If you're riding in cycling shoes, it's important that the cleats on the soles are positioned correctly. There are two important adjustments, fore/aft and angular. The former is easy to find, the latter takes some careful trial and error.
The cleat should be positioned so that the balls of your feet rest over the centers of the pedals (the axles) when you're pedaling (photo A). Sight from the top when you're on the bike to check this (hold your feet level). The balls of your feet form protrusions on the insides of the shoes and these should rest right over the axles. If not, adjust the cleats as needed.
Ideally, your cleat position allows resting your feet in a natural position on the pedals. Otherwise, you could injure your knees. Usually, aligning the cleats with an imaginary line that bisects the soles provides a good starting position (photo B). But, go for some very easy rides to check the position and ensure it's right for your knees. If you feel any stress or strain, change the angle slightly to eliminate discomfort.

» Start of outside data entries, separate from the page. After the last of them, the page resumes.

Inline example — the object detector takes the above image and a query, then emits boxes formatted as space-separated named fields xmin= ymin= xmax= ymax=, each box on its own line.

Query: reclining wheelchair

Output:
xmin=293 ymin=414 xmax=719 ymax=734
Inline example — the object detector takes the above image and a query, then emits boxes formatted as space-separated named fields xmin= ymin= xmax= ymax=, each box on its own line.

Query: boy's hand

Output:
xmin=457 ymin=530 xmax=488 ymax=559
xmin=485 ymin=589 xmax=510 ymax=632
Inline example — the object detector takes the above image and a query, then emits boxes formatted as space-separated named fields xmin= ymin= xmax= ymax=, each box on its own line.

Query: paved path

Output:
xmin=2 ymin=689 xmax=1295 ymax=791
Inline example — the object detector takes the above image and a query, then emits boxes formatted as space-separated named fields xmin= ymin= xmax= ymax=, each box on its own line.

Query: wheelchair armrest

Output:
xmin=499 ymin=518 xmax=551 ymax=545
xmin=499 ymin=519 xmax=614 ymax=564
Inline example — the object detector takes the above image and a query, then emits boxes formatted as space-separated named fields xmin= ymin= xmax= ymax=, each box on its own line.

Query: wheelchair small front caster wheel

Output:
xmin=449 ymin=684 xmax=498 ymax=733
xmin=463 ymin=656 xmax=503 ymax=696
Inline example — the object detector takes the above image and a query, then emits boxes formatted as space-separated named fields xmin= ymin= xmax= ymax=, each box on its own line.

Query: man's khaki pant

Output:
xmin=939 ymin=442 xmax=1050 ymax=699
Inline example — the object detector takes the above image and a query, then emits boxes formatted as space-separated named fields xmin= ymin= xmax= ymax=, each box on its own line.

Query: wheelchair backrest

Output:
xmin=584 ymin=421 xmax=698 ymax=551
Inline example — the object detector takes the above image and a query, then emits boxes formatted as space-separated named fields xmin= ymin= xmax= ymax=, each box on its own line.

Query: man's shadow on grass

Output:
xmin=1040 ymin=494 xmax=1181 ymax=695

We're experts in positioning cleats. Ask for help if you're having trouble.
When you've found an ideal cleat position, trace lines around the cleats so you can easily replace a worn cleat and reposition a loose one.
Use quality tools and work with care so you don't strip the cleat bolts. Also, check your hardware to make sure it’s still tight after about 5 hours of riding.
If you're using toe clips and straps, make sure the clips hold your feet in the optimum position (balls of the feet over the centers of the pedals). If not, get different-size clips. If you've got huge feet, place spacers between the clips and pedals to "lengthen" the clips.